Graspmax — GeoMatch v2 · GeoMatch++ · GeoMatch v1

Graspmax contains geometry-aware contact prediction models for dexterous robotic grasping, trained on the CMapDataset across 5 robot end-effectors (EZGripper, Barrett, Robotiq 3-Finger, Allegro, ShadowHand).

⚠️ Version notice: GeoMatch v1 and GeoMatch++ were trained with a corrupted robot_keypoints.json (2× scale factor and wrong shadowhand axis-swap stage). Use GeoMatch v2 for any new work. v1 and GeoMatch++ are kept for reproducibility only.

Models at a Glance

Model	Status	File prefix	Val loss	Val acc
GeoMatch v2	✅ Recommended	`geomatch_v2_*`	1.594	0.695
GeoMatch++	⚠️ Deprecated (built on v1 encoders)	`geomatch_pp_*`	0.350	0.940
GeoMatch v1	⚠️ Deprecated (corrupted keypoints)	`geomatch_final / checkpoint_epoch*`	0.435	0.959

The lower loss/higher accuracy of v1 and GeoMatch++ are an artefact of training on corrupted keypoints — the 2× scale inflated keypoint distances making the contact maps geometrically trivial to predict. v2 trains on correct geometry and is the only model that produces valid IK targets during grasp generation.

Architecture

GeoMatch (v1 and v2 share the same architecture)

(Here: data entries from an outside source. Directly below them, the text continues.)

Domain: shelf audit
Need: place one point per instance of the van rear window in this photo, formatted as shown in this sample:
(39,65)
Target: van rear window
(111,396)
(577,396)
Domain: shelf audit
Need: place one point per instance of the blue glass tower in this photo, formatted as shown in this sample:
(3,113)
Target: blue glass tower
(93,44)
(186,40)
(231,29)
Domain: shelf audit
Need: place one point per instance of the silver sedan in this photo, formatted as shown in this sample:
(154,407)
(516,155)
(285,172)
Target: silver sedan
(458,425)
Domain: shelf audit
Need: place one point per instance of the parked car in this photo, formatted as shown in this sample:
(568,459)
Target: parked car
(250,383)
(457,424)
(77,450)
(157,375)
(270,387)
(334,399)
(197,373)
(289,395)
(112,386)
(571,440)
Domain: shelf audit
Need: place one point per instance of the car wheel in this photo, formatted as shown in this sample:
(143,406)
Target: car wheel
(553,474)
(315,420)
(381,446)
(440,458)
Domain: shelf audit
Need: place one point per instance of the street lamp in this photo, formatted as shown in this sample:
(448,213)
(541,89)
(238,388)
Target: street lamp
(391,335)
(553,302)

Dual GCN encoder (object + robot surface) → L2-normalised embeddings → linear projection heads (512→64) × 2 → 5 autoregressive MLP modules → per-keypoint BCE contact map prediction.

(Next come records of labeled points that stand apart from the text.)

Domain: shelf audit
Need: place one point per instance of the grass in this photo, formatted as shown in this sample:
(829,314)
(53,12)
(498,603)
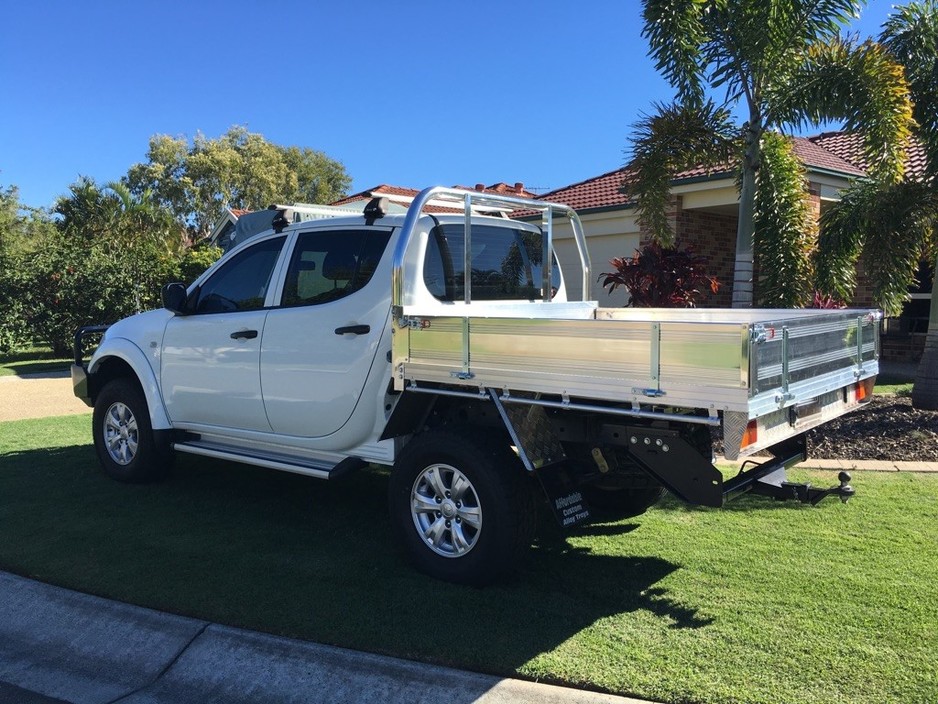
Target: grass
(32,360)
(759,602)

Based on: Geometry Matching for Multi-Embodiment Grasping (NeurIPS 2024)

GeoMatch++

Extends GeoMatch with a morphology encoder (GCN over the robot kinematic-tree graph, 9D node features, 32 nodes) and a DCP-style cross-attention transformer that fuses object geometry with robot morphology before contact prediction. Pretrained GeoMatch v1 encoders are frozen.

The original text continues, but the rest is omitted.